Staff at the California Coastal Commission are recommending approval of a permit needed for major decommissioning operations to begin at the San Onofre Nuclear Generating Station (SONGS) in San Diego County.
However, approval of the coastal development permit would be dependent on SONGS’ owners agreeing to nearly 20 special conditions, if the staff recommendations are accepted.
Commissioners are tentatively scheduled to consider the permit on the first day of their June 12-14 meeting in San Diego. They could vote on the matter, but that is not locked into the agenda, a commission spokesperson said Tuesday.
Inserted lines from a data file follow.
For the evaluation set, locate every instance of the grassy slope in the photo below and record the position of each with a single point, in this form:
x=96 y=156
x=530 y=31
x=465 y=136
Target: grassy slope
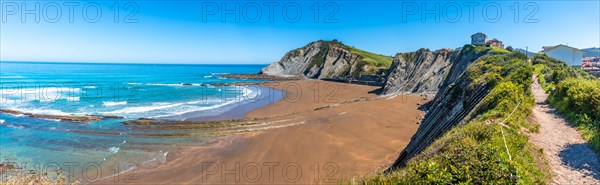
x=373 y=61
x=573 y=93
x=474 y=152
The San Onofre plant, on U.S. Marine Corps Base Camp Pendleton, encompasses three nuclear power reactors. Unit 1 was retired in 1992 and has been largely decommissioned. The new permit would cover only onshore decommissioning for Units 2 and 3, which were permanently shuttered in 2013 after being installed with faulty steam generators. Offshore work would require a separate permit to be filed later.
Plant majority owner Southern California Edison in 2016 hired SONGS Decommissioning Solutions, a joint venture of EnergySolutions and AECOM, to manage the anticipated $4.4 billion cleanup job.
“In the proposed project, most of the visible elements of the SONGS facility related to Units 2 and 3 (generally to three feet below local grade, although deeper in certain portions of the site) would be decommissioned, demolished, and disposed of in accordance with federal Nuclear Regulatory Commission (NRC) standards for handling and disposing of radioactive waste,” according to the Coastal Commission staff report, filed May 24.
Decommissioning operations covered under the permit are expected to be completed by 2027, staff said.
Among the special conditions proposed for approval: Requiring SCE to provide the commission’s executive director with annual progress reports on decommissioning; payment of a $1 million mitigation fee to the California Ocean Protection Council for SONGS’ use of seawater from June 2013 to December 2022; and submission of plans for spill prevention control and contingency.